Quantum Organ – Pauli Exclusion Principle

All quantum states originate from a mirror plane.

We generate the spin states up and down by means of the double arrow shown here. We can generate combined states with two spins by shifting the double arrow to the respective position of the first spin. This shift gives us four combinations: up/up, up/down, down/up, and down/down.

Symmetries under exchange are a key for a deeper understanding of double spin states, and multiple particle systems in quantum physics in general. We have seen such symmetries already when we analyzed classical vibrational states. Let us recall the cup with a handle.

When we mirror at the handle on the plane shown here, the state with the antinode at the handle merges into itself. The state with the node at the handle, however, becomes its own negative.

An exchange of A with B thus results either in symmetry, AB₊, or antisymmetry, AB_–.

Symmetry or antisymmetry under exchange of A and B can be found again as a principle in two-particle states. Combinations of two indistinguishable spins overlap, creating joint vibrational modes that are either symmetric or antisymmetric under exchange of spins A and B.

The three symmetrical spin combinations are called triplets. The antisymmetric combination is known as a singlet.

The entire two-electron state consists of a position and a spin state. The symmetrical spin triplet joins with the antisymmetric position, and the antisymmetric spin singlet joins with the symmetrical position.

This is the Pauli Exclusion Principle: the state of two electrons A and B must be antisymmetric!

However, it also follows from the Pauli principle that each spin state can be occupied only once.

This is due to the ambiguity: a rotation by 360° changes the sign of a spin! The basis state is reached again only after 720°. In case of a single spin, this is irrelevant, because the phase of the spinning wheel cannot be observed.

However, if the same spin state is occupied twice, exchanging the particles A and B or rotating one of the two spins by 360° will result in the exact opposite of the basis state. This is due to the ambiguity.

An identical state, however, can only be its own opposite when it is equal to zero.

So far, we have only analyzed states on one great circle. The geometry of the quantum dimension is much more complex. On the left hand-side, there is the two-dimensional spherical surface in three dimensions, which we are familiar with. On the right hand-side, we draw the corresponding points of the three-dimensional spherical surface in four dimensions. We project them stereographically, that is, we distort them, so that we are able to present them at all.

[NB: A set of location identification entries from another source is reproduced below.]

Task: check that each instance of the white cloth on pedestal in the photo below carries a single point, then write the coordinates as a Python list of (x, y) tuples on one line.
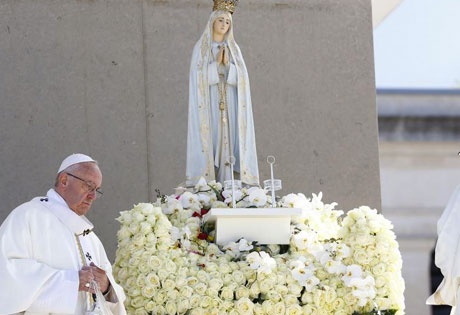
[(40, 260)]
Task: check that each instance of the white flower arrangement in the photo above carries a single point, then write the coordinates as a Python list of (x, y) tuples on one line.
[(168, 264)]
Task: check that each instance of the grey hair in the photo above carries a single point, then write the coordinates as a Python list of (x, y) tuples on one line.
[(71, 169)]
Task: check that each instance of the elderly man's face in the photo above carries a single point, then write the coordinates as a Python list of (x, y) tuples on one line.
[(78, 195)]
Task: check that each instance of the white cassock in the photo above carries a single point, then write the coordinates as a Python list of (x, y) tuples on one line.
[(447, 256), (40, 259)]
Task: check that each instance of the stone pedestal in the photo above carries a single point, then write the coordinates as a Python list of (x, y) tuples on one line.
[(266, 226)]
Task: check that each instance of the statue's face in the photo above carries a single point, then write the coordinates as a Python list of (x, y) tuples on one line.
[(221, 24)]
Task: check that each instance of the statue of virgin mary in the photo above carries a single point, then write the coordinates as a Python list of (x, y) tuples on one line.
[(220, 120)]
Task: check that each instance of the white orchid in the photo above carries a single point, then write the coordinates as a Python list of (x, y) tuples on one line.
[(257, 196), (232, 249), (188, 200), (201, 184), (244, 245), (261, 261), (227, 194), (352, 272)]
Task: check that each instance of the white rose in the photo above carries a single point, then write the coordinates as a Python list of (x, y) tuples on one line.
[(238, 277), (186, 291), (125, 217), (148, 291), (268, 307), (281, 289), (200, 288), (163, 274), (171, 308), (168, 284), (226, 293), (192, 281), (141, 311), (254, 290), (170, 266), (138, 302), (149, 306), (213, 293), (241, 292), (205, 302), (160, 297), (224, 268), (182, 305), (279, 308), (294, 309), (194, 301), (203, 276), (216, 283), (155, 262), (290, 300)]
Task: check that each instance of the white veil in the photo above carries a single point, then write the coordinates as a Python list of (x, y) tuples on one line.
[(200, 158)]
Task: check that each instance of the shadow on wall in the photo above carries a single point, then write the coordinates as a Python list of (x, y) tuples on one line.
[(436, 278)]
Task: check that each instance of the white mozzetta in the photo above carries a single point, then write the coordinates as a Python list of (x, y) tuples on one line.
[(266, 226)]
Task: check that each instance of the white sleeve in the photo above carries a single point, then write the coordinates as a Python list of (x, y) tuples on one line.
[(213, 75), (232, 75), (28, 284)]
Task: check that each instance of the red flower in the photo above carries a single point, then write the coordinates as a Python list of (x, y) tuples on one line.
[(202, 236)]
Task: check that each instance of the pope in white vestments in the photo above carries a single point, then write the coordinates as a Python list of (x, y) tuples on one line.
[(49, 253), (447, 256)]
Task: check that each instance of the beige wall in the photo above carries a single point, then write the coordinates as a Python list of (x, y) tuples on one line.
[(110, 79)]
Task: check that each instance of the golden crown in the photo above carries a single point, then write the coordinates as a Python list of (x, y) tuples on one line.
[(225, 5)]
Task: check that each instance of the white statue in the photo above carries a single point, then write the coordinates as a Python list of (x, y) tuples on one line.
[(220, 121)]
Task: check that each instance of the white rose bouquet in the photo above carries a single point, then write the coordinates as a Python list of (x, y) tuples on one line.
[(168, 263)]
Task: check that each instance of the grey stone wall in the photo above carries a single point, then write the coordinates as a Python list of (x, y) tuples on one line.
[(110, 78)]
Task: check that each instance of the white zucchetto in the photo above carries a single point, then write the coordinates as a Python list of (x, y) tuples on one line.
[(73, 159)]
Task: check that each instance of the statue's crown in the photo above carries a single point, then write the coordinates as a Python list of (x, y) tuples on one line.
[(225, 5)]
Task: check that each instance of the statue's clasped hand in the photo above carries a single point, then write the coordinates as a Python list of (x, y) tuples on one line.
[(222, 55)]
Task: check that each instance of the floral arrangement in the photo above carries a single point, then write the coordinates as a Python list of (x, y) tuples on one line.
[(168, 263)]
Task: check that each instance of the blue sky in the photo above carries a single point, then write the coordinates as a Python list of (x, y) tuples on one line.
[(418, 46)]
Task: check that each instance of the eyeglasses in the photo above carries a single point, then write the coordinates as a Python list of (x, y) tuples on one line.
[(89, 187)]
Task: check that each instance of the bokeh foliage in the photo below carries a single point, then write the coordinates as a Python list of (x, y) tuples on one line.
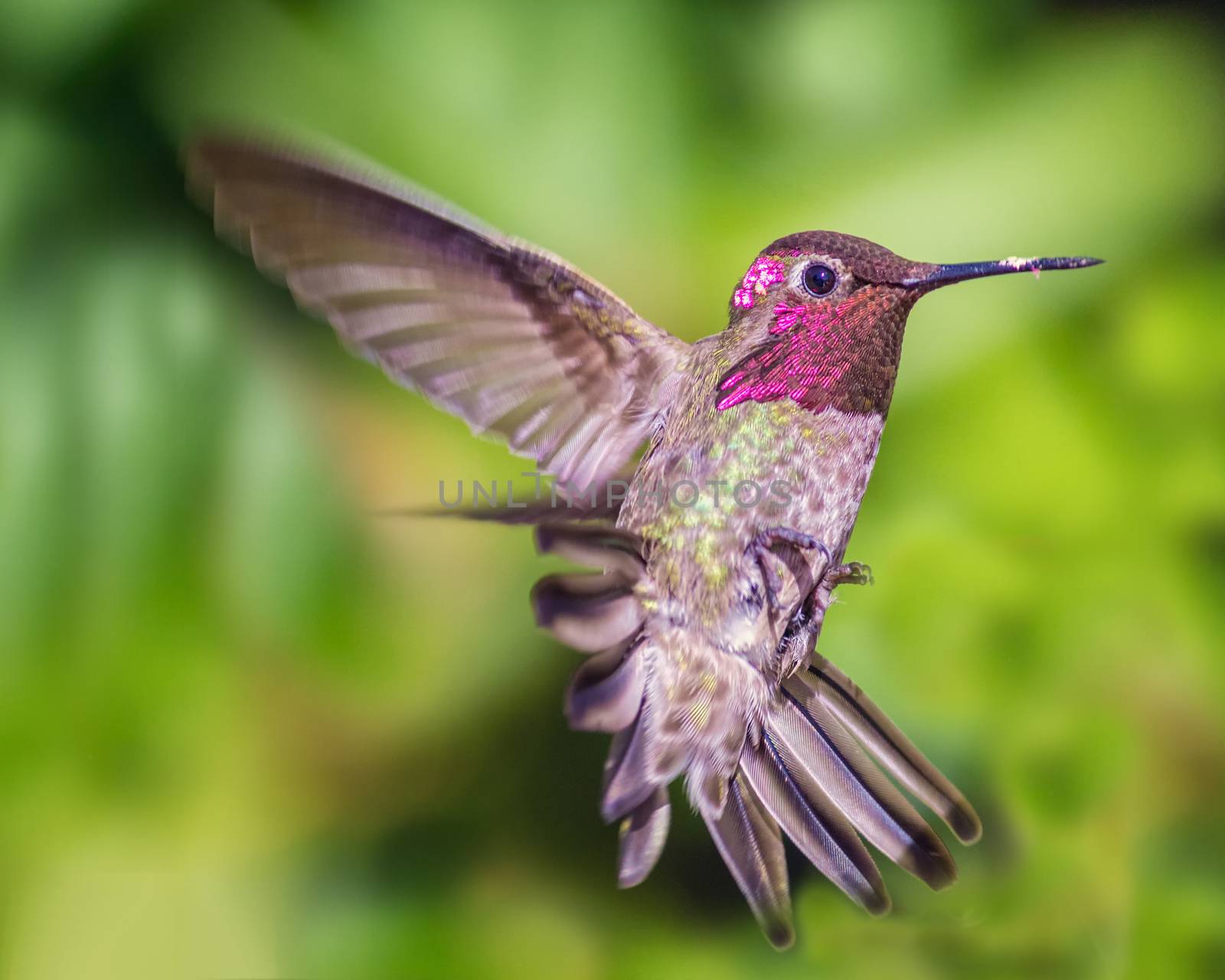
[(248, 729)]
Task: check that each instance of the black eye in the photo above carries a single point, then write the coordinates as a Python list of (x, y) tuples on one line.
[(820, 279)]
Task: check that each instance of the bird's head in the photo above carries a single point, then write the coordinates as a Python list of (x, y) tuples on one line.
[(818, 318)]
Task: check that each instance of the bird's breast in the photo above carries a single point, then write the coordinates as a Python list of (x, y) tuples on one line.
[(712, 481)]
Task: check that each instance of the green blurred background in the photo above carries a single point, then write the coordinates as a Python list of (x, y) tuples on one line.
[(250, 730)]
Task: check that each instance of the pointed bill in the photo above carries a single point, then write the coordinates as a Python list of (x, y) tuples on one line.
[(931, 277)]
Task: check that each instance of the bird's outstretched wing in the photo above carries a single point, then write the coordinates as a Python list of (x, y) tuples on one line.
[(506, 336)]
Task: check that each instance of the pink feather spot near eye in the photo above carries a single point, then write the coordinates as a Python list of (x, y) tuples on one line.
[(763, 273)]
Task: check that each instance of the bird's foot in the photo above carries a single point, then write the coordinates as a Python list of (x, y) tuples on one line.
[(761, 548), (851, 573)]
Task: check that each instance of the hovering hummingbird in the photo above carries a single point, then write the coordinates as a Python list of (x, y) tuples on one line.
[(716, 567)]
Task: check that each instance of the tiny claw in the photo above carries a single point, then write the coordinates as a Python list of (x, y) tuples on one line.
[(760, 547), (851, 573)]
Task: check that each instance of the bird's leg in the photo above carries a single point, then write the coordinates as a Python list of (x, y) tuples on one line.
[(761, 549), (849, 573)]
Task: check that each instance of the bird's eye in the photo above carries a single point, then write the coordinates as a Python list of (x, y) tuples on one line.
[(820, 279)]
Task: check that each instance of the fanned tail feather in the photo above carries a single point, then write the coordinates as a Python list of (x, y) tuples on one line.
[(796, 766), (751, 845)]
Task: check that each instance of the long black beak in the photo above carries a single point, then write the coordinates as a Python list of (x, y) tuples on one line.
[(963, 271)]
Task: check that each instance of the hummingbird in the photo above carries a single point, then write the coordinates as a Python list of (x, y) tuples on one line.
[(739, 461)]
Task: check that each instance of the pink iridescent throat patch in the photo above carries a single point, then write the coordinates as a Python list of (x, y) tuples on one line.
[(763, 273)]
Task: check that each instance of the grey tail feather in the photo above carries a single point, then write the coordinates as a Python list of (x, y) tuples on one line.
[(642, 837), (858, 714), (751, 845), (815, 825), (818, 741)]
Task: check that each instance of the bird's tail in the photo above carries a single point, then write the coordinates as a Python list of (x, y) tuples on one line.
[(796, 763)]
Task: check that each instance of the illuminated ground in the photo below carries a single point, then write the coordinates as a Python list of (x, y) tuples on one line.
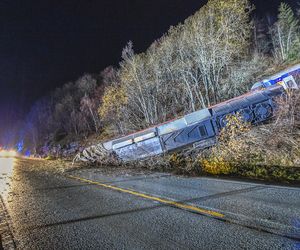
[(127, 210)]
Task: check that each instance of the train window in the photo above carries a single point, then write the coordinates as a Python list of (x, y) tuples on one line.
[(203, 131), (297, 77)]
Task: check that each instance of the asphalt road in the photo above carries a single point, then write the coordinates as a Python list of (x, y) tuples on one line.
[(94, 209)]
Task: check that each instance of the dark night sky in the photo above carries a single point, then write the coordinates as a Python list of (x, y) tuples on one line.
[(45, 43)]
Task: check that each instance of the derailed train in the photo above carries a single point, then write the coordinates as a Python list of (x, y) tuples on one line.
[(200, 129)]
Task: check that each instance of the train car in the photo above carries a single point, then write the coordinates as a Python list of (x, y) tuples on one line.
[(201, 128), (289, 79)]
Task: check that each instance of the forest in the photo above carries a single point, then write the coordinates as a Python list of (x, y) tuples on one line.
[(215, 54)]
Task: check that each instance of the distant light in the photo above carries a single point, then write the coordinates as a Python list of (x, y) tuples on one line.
[(8, 153)]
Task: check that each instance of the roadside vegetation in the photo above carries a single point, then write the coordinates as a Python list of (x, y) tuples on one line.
[(214, 55)]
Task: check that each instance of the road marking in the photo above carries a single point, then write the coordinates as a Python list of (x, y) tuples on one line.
[(153, 198)]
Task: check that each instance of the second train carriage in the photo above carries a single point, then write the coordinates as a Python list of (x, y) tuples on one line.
[(199, 129)]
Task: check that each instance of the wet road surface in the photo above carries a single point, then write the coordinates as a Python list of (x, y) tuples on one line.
[(90, 209)]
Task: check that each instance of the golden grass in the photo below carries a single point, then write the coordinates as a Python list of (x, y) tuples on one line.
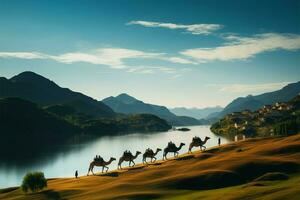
[(226, 172)]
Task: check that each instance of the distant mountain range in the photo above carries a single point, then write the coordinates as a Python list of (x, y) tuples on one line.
[(127, 104), (38, 89), (198, 113), (31, 127), (255, 102)]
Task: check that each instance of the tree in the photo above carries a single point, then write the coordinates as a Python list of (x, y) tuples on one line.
[(34, 181)]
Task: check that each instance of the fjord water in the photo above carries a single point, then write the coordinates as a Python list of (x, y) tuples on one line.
[(64, 160)]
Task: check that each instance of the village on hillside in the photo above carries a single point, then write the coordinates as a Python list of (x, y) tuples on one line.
[(281, 118)]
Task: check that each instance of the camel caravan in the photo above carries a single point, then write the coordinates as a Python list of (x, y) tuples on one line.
[(149, 153)]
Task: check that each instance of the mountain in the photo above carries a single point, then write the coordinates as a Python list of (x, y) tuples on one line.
[(25, 125), (126, 104), (277, 119), (31, 128), (38, 89), (198, 113), (255, 102)]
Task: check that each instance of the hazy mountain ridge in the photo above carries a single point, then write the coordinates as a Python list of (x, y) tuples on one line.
[(127, 104), (255, 102), (198, 113)]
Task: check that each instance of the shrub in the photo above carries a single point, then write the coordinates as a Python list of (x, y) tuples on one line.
[(34, 181)]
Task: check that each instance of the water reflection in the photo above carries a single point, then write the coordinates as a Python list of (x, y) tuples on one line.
[(64, 160)]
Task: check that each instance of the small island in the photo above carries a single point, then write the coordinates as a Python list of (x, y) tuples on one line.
[(183, 129)]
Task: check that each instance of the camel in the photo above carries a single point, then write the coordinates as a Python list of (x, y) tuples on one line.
[(127, 156), (197, 142), (99, 163), (149, 153), (172, 148)]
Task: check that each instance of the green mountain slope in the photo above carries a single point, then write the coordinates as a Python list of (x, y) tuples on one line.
[(38, 89), (255, 102)]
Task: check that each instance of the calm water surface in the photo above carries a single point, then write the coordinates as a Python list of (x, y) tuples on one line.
[(64, 161)]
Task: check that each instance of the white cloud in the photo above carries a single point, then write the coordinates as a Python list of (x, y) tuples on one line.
[(196, 29), (251, 88), (179, 60), (113, 57), (23, 55), (240, 48)]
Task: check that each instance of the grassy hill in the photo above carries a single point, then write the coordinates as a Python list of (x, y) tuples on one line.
[(261, 168)]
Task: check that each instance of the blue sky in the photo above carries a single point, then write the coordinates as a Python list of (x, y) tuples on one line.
[(173, 53)]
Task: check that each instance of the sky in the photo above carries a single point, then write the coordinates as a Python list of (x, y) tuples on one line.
[(167, 52)]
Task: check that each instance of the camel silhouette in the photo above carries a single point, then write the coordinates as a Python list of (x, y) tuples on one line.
[(149, 153), (172, 148), (127, 156), (99, 163), (197, 142)]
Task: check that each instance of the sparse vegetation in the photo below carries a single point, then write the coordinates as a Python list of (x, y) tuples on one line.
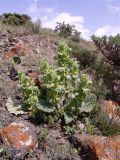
[(63, 93)]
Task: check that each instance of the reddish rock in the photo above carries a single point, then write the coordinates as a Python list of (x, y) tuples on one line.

In fact, the great circle in four dimensions is completed only after it has revolved around the sphere in three dimensions two times. This projection converts the nodal line of the spin state in the quantum dimension to a node on the Bloch sphere. The antipode of the node is the point with the maximum amplitude.

In fact, if we apply this projection, we will loose not only 360° per great circle, but also an entire dimension – the invisible phase. One point on the Bloch sphere corresponds to an entire great circle in the quantum dimension. All invisible phases are hidden in intertwined great circles.

Let us consider a group of points on the Bloch sphere. In the quantum dimension, this group corresponds to a fascinating system of intertwined rings.

This is just the beginning; the dawn of the quantum dimension. May I introduce myself? My name is Omega.